The writing uses that are almost always acceptable
The writing uses that are problematic
- Asking AI to write sections you'll paste into your paper — even if you edit them afterward, the fundamental authorship is compromised in most policy frameworks
- Asking AI to "improve" your draft in ways that produce substantially different text — at some point, the voice and content become AI's, not yours
- Having AI generate your thesis — the thesis is the center of your argument; if AI generates it, what exactly did you contribute?
- Using AI-generated content without disclosure when disclosure is required — academic integrity violations are permanent record events in most institutions
Developing your own writing voice
There is a long-term cost to relying heavily on AI for writing that goes beyond academic risk: you don't develop your own voice. A written voice — a distinctive, recognizable style that reflects how you think — takes years to build and requires actually writing, a lot, without assistance.
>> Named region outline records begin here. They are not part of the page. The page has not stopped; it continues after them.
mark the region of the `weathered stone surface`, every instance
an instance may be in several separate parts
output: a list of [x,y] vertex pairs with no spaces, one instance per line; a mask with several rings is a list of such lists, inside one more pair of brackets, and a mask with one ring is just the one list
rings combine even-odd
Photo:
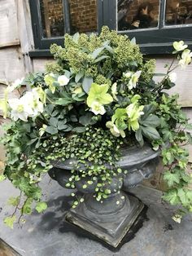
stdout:
[[98,241],[63,223],[63,216],[70,208],[72,198],[70,190],[63,188],[47,177],[41,183],[46,194],[48,209],[44,214],[34,212],[27,216],[20,228],[7,227],[2,219],[11,212],[6,204],[9,196],[19,195],[10,182],[0,185],[0,237],[22,256],[190,256],[192,254],[191,217],[186,216],[181,224],[172,218],[172,209],[161,204],[161,192],[138,186],[133,190],[149,206],[148,221],[135,236],[118,252],[111,252]]

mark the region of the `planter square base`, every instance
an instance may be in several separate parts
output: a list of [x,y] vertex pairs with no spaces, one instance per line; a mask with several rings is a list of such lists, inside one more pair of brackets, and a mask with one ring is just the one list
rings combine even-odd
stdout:
[[133,196],[126,195],[126,199],[127,201],[125,200],[124,206],[120,210],[107,214],[94,213],[85,203],[81,203],[69,210],[66,214],[66,220],[116,248],[145,206]]

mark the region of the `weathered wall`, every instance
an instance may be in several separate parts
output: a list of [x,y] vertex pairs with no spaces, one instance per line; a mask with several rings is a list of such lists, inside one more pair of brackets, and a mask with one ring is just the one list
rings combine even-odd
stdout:
[[[87,12],[89,8],[89,11],[91,10],[90,7],[95,8],[95,0],[70,0],[70,2],[71,12],[72,15],[74,15],[72,19],[74,24],[80,25],[77,16],[75,15],[75,11],[77,10],[78,15],[81,14],[85,17],[89,16],[90,18],[89,20],[94,21],[93,24],[95,24],[96,9],[94,12],[92,11],[91,15]],[[82,7],[84,10],[81,11]],[[81,20],[85,20],[85,19],[82,18]],[[88,24],[89,21],[86,22]],[[83,27],[79,27],[78,29],[81,30],[81,28],[84,29]],[[1,0],[0,35],[3,35],[0,37],[0,80],[11,82],[16,78],[21,78],[29,71],[43,71],[47,61],[54,61],[50,58],[33,58],[32,60],[28,56],[28,51],[33,48],[28,1]],[[170,56],[157,56],[155,59],[157,61],[156,73],[164,73],[165,71],[164,64],[172,60]],[[180,95],[180,103],[192,122],[192,65],[185,70],[177,69],[176,72],[178,77],[177,86],[172,88],[172,93],[177,92]],[[2,97],[3,89],[4,86],[0,86],[0,97]],[[192,161],[192,147],[190,148],[190,150]]]

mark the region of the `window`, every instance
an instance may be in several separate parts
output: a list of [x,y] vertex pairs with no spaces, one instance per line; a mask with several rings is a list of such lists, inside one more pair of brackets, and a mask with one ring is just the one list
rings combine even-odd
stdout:
[[62,44],[66,33],[98,31],[97,0],[29,0],[36,49]]
[[169,53],[174,41],[192,44],[192,1],[112,0],[114,29],[135,37],[145,53]]
[[[192,0],[29,0],[36,49],[63,44],[66,33],[103,25],[136,38],[143,53],[164,54],[174,41],[192,46]],[[47,50],[48,51],[48,50]]]

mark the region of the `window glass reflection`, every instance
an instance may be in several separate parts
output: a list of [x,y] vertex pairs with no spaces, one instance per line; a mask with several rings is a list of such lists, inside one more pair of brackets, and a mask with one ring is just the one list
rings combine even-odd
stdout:
[[69,0],[71,33],[98,30],[97,0]]
[[64,18],[62,0],[40,0],[43,38],[64,35]]
[[166,2],[166,25],[192,24],[192,1],[168,0]]
[[159,0],[117,0],[118,30],[157,27]]

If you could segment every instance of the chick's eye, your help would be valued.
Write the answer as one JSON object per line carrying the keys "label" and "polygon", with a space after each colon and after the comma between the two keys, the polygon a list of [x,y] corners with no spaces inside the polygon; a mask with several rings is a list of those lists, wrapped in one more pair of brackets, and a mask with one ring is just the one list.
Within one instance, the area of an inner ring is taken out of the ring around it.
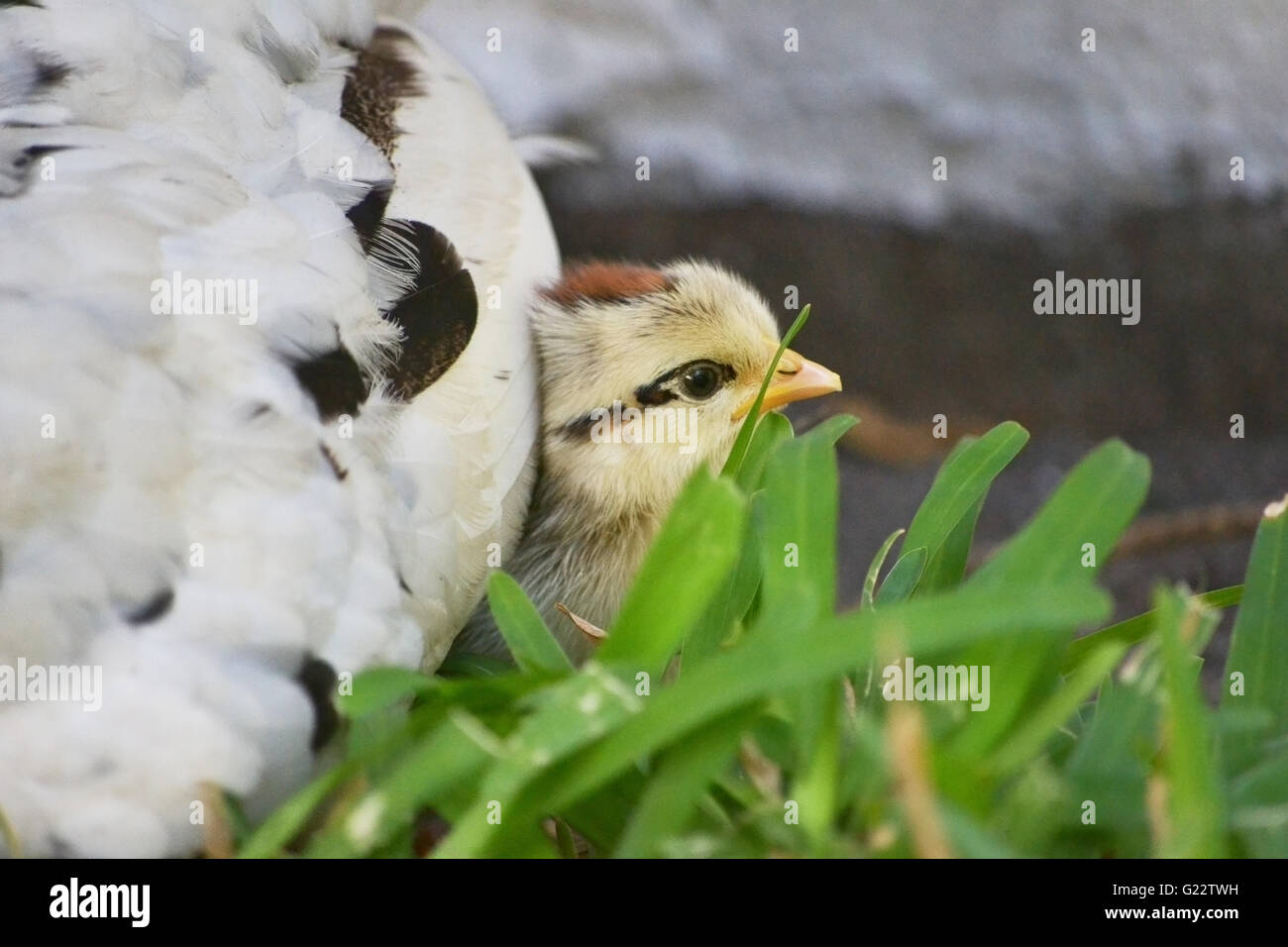
{"label": "chick's eye", "polygon": [[720,387],[720,371],[706,362],[690,365],[680,376],[680,384],[690,398],[710,398]]}

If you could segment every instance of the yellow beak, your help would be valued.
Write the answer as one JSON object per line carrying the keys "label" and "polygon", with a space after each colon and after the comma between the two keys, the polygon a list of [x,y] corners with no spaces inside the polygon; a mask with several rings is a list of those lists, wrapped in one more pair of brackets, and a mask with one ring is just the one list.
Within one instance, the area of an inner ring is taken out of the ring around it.
{"label": "yellow beak", "polygon": [[[778,344],[773,343],[773,348],[777,352]],[[804,356],[787,349],[783,352],[783,357],[778,359],[778,368],[774,371],[774,378],[765,390],[765,401],[760,405],[760,414],[773,411],[775,407],[782,407],[783,405],[791,405],[793,401],[817,398],[820,394],[831,394],[838,390],[841,390],[840,375],[831,368],[824,368],[818,362],[811,362]],[[737,421],[739,417],[744,417],[751,411],[755,401],[756,396],[753,394],[739,405],[733,415],[733,420]]]}

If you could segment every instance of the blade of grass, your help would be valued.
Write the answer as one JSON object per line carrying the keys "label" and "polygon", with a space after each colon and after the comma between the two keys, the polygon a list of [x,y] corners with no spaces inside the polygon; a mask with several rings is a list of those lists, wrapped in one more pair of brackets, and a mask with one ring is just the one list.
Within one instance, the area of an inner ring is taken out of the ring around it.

Students who outsource their writing in college arrive at careers unable to communicate in their own voice, dependent on tools that may or may not be available in professional contexts.
1. Write your first draft entirely yourself — no AI. It will be rough. That's fine.
2. Ask AI for structural feedback on what you wrote. Take notes on what it identifies.
3. Revise your draft based on the feedback — you doing the rewriting, not AI.
4. Ask AI to check for clarity issues in specific sections.
5. Do a final proofread.
This process is faster than writing from scratch, keeps your voice intact, builds your skills, and stays clearly within most acceptable-use policies.
When AI can improve your writing skills
Used thoughtfully, AI can actually accelerate your development as a writer. The key is using it in a reflective, deliberate way:
- After AI identifies a structural weakness in your paper, understand why it's a weakness — don't just fix that paper, learn the principle
- If AI suggests clearer phrasing for a sentence, study the difference — what makes the new version clearer? Apply that principle to your next draft
- Ask AI to explain what makes a paragraph you wrote particularly strong or weak — this gives you explicit feedback on your own patterns
Students who use AI as a learning tool rather than a replacement tool will be better writers at graduation than students who didn't use AI at all — because they got higher-quality, more frequent feedback on their own writing. The goal is to make AI serve your development, not to substitute for it.